A potential $20 billion was left on the table when the investment experts sold Disney stock on two occasions. Omaha met Walt Disney in 1966 back when the value of Disney was less than $90 million — about 0.04% of its current market capitalization.
“At Disneyland, the $17 million Pirates of the Caribbean ride would soon open,” Buffett wrote in his 1995 letter to shareholders. “Imagine my excitement — a company selling at only five times rides!”
The future chairman and his partner rushed to buy a 5% stake in Disney at the cost of $4 million, by 1995 the value had more than doubled. “That decision may appear brilliant,” Buffett wrote. “But your chairman was up to the task of nullifying it.”
This proved true as just a year after the purchase Buffett sold the shares netting a meagre 55% profit. This disappointing fact must follow Omaha as today a 5% stake in Disney would be worth an eye-watering $12.3 billion.

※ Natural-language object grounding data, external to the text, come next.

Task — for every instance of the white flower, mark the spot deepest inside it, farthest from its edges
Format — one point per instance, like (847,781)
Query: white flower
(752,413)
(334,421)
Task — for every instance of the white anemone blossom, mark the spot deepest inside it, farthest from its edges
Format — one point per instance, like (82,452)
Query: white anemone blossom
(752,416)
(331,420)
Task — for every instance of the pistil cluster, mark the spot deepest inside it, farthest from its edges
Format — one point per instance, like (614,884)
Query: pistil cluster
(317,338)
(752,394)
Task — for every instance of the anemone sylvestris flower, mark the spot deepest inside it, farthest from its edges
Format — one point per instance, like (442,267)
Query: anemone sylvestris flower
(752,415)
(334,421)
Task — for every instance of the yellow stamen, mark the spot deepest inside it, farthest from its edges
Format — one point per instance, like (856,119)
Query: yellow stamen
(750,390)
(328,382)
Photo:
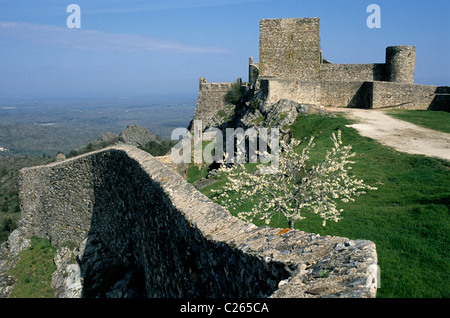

Unfortunately, this was not the last bad decision made. Buffet assisted in a deal for Disney to acquire Capital Cities/ABC, one of Berkshire Hathaway’s biggest investments, in 1995. The conglomerate netted about $1.4 billion in after-tax cash and a 3.6% stake in Disney from the sale. That holding which was sold within three years would today be valued at $8.9 billion.
If the stakes in Disney had not been sold the combined 8.6% would be worth more than $21 billion, they would have also received north of $1.5 billion in dividends.